Another gentleman of Southwest Missouri, wrote:

"I have lost very heavily this season by the Texas Fever and although it is very strange to me how an animal that is healthy itself can impart so dangerous a disease to other healthy cattle, I am nevertheless satisfied that it can be done, as I have lost about one hundred and fifty head by the disease. They show the first symptoms by standing perfectly still in the position that they take to hold back, head down, fore feet thrust a little forward, ears dropped down, and are neither hungry nor thirsty. Their bowels become very costive and their intestines almost entirely dried out, and unless an operation can be obtained, they die. Our most successful mode of treatment was to make them swallow a piece of fat meat (bacon), and force another one up their posterior (rectum) with the arm, as large as admissible, and as far as possible. We saved about sixty after we adopted this mode of treatment, but the hair came off in spots from one to five inches in diameter. I doubt whether it can be cured in every case. I have heard a great many theories about it; but I understand you want facts and I have written them."

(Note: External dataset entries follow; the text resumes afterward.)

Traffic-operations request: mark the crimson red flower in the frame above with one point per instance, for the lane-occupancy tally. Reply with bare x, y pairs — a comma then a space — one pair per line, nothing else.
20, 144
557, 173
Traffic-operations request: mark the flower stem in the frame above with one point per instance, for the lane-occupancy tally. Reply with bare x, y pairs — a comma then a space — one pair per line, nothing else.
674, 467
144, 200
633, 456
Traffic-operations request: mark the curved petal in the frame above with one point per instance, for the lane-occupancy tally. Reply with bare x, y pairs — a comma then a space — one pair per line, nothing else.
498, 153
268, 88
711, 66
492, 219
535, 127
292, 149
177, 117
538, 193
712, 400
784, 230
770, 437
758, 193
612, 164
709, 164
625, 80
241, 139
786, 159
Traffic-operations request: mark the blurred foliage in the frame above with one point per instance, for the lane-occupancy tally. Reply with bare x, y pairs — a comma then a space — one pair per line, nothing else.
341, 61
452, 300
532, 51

Dr. Albert Badger of Vernon county stated,

"From the first breaking out of this fever, it was found to be confined to the large roads or highways running through the county from south to north, and finally was centered on the Texas cattle, I believe, in the year 1853, by its being confined to one highway through the country, over which these cattle passed in that year. On this road the disease was quite fatal, killing about fifty per cent of all on the road; the persons living near the water courses over which the road crossed, lost as high as ninety per cent. Captain Freeman Barrows, and Peter Colley, the one living at the ford of the Osage river, the other near by, lost the latter per cent; one of them owning about one hundred head, while the former had considerably above that number. Mr. Collins, living at the ford of Clear Creek, south of the above, lost an equal proportion."

Mr. Frock stated certain examples of experiences in his cattle during the later stages of Texas Fever,

"The Ulcers first appear about the belly, the quarters and the teats, but they spread everywhere and particularly about the mouth and muzzle. The mouth is invariably ulcerated, the tongue is blistered and ulcerated too, and there is either a discharge of sanious, offensive or bloody fluid from the nose and mouth, or considerable hemorrhage from both of them. Now, the urine, which has before been high-colored, becomes darker, or bloody; the dung likewise has streaks of blood over it, and both are exceedingly fetid. In this state the animal may continue two or three days, until it dies a mass of putridity, unless there has been an active assistant, who never shrinks from his duty, and who will properly dress the ulcers and administer the medicines."